Au-delà des conséquences techniques, financières et organisationnelles, l’impact psychologique pour les équipes peut être énorme. Jérôme Poggi, RSSI(6) de la ville de Marseille, a livré un témoignage saisissant quant à la cyber crise dont a été victime sa ville en mars 2020(7). En une fraction de seconde, ce sont 1 300 serveurs et 400 applications qui se qui sont retrouvés hors service. Une crise de 6 mois qui selon Jérôme Poggi a laissé de profonds impacts psychologiques sur lui et ses équipes, dont certains membres n’ont pas échappé au burn-out…
L’occasion de mettre en lumière le tabou du stress post-traumatique de la cyber malveillance. De véritables blessures invisibles, trop souvent minimisées, par manque de suivi psychologique.

Vers une « cyber protection » mutualiste des territoires ?
Face à des cyberattaques toujours plus nombreuses et sophistiquées, les communes ne sont pas non plus totalement dénuées de moyens. Elles peuvent compter sur un grand nombre de dispositifs. Cybermalveillance.gouv.fr a par exemple mis au point un programme de sensibilisation à destination des élus. L’objectif ? Accompagner les communes pour appréhender les risques encourus, partager les bonnes pratiques et les encourager à faire de la cybersécurité une priorité au sein de l’organisation.
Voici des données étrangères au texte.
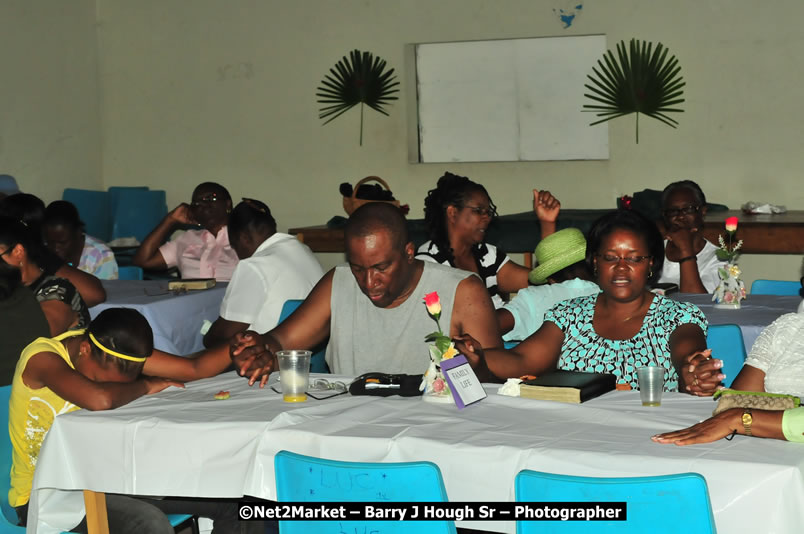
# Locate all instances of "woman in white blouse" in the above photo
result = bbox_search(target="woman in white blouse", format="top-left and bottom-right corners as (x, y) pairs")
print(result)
(731, 301), (804, 397)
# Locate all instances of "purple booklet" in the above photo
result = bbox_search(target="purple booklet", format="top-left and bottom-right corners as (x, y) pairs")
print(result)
(441, 354), (486, 410)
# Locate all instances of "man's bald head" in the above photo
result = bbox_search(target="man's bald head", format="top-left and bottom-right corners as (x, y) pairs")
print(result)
(344, 202), (409, 250)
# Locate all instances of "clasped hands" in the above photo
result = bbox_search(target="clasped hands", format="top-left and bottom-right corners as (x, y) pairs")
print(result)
(681, 349), (726, 397)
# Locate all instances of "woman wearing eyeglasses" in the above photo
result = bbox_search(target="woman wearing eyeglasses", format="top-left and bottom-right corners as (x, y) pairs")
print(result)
(458, 210), (724, 396)
(132, 182), (238, 281)
(659, 180), (725, 293)
(416, 172), (561, 308)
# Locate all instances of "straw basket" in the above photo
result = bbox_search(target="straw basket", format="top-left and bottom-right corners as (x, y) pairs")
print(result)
(343, 176), (399, 215)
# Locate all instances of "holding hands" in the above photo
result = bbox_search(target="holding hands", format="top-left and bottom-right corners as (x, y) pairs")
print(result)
(681, 349), (726, 397)
(229, 330), (278, 388)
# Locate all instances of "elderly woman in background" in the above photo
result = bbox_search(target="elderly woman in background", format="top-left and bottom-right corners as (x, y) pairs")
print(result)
(0, 217), (89, 337)
(132, 182), (238, 281)
(416, 172), (561, 308)
(659, 180), (725, 293)
(0, 193), (106, 306)
(458, 211), (724, 396)
(43, 200), (117, 280)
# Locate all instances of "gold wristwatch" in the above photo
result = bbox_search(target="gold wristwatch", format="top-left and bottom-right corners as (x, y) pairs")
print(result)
(742, 408), (754, 436)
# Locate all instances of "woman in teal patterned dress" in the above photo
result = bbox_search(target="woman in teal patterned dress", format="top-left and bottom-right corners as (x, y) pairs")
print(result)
(458, 210), (725, 396)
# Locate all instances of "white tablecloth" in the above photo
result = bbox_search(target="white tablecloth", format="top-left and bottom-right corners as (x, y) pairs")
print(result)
(89, 280), (227, 355)
(29, 373), (804, 533)
(672, 293), (801, 352)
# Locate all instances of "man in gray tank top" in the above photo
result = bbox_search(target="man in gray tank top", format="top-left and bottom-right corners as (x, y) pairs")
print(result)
(234, 203), (502, 383)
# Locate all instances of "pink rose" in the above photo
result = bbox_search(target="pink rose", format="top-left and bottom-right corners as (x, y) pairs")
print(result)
(424, 291), (441, 317)
(433, 378), (444, 393)
(726, 217), (739, 232)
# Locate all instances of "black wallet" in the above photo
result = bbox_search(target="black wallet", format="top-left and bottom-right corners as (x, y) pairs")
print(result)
(349, 373), (422, 397)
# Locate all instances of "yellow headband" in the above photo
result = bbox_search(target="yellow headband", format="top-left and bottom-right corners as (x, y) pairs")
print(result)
(89, 332), (145, 362)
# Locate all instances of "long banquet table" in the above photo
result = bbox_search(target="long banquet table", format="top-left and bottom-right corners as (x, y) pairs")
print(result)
(28, 372), (804, 533)
(672, 293), (801, 351)
(89, 280), (226, 355)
Fiches, mémos, supports, kits et guides pratiques… une myriade d’outils de sensibilisation sont également à leur disposition. Mais est-ce suffisant ? En mars 2025, le Sénat a souhaité inscrire dans la loi « les modalités de soutien aux collectivités territoriales et à leurs groupements »(8). La résilience numérique territoriale se met donc en mouvement, et c’est une bonne nouvelle. Mais peut-être a-t-elle encore besoin d’être structurée à l’échelle nationale, comme le préconise le rapport de la Cour des comptes ?
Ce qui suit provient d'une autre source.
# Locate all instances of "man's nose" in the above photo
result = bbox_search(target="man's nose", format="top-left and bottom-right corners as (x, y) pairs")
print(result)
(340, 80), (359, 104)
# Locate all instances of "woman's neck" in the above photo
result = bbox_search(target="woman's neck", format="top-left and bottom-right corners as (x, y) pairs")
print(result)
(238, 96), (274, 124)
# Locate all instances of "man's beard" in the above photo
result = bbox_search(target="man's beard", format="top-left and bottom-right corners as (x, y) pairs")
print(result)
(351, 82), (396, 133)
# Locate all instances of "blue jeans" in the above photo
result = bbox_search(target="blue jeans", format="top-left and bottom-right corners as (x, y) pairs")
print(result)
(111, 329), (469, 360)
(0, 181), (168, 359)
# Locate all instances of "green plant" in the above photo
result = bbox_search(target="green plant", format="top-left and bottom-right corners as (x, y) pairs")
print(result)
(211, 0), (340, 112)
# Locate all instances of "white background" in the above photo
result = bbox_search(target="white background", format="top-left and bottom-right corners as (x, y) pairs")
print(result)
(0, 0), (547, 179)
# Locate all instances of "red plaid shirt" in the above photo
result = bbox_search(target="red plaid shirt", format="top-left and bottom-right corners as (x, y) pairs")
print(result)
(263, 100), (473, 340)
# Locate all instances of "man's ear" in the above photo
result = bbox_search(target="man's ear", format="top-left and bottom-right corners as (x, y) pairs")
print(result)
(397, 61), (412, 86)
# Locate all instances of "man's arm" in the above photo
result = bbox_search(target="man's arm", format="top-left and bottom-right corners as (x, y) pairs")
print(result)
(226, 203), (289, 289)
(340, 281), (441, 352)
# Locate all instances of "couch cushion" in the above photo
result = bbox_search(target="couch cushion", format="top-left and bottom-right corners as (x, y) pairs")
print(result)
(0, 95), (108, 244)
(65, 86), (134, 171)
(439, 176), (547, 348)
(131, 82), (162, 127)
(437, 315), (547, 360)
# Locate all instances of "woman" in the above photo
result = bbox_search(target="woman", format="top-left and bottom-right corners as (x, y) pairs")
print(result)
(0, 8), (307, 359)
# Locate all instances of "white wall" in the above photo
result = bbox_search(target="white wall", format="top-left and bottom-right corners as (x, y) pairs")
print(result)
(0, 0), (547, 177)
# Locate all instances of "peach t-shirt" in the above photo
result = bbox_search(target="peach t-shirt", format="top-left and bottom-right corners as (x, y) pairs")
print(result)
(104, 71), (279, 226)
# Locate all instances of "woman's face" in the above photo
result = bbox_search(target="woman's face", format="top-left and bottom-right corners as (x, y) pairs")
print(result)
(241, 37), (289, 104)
Car si les collectivités ont besoin de moyens techniques, financiers et humains, elles doivent aussi avancer selon une ligne directrice claire. Ou la nécessité de bâtir une cyber solidarité des territoires. Pour que la sécurité numérique soit une mission de service public partagé. Une chaîne de solidarité cyber au sein de laquelle Aéma Groupe pourrait prendre toute sa part. Avec la résilience numérique comme pilier de sa culture d’entreprise, il serait un véritable relais de confiance pour sensibiliser les agents du secteur public, proposer un accompagnement post crise, et même faciliter la coopération entre tous les acteurs.
———
1. Selon l’Anssi et le ministère de l’Intérieur
2. Cette étude 2024 a été conduite par OpinionWay pour Cybermalveillance.gouv.fr du 26 août au 4 octobre en ligne (CAWI) auprès d’un échantillon de 1710 élus de collectivités / agents communaux en charge de l’informatique et de la sécurité des communes de moins de 25 000 habitants en France métropolitaine et dans les départements et régions d ’Outre-Mer.
3. Les rançongiciels sont des logiciels malveillants qui bloquent l’accès à des fichiers en les chiffrant. Une rançon est alors réclamée à la victime pour pouvoir y accéder de nouveau.
4. La défiguration est le signe visible qu’un site internet a été piraté.
5. Un plan de continuité d’activité (PCA) est une stratégie mise en place afin de réagir face à des risques identifiés.
6. Responsable de la Sécurité des Systèmes d’Information
7. Témoignage livré à l’occasion du colloque inédit sur les répercussions psychologiques des cyberattaques organisé en février 2024 par Aéma Groupe – avec le soutien de Cybermalveillance.gouv.fr et France Victimes.
8. Il s’agit du projet de loi en cours d’adoption devant transposer trois directives européennes sur la cybersécurité, dont NIS 2, qui impacte directement les collectivités.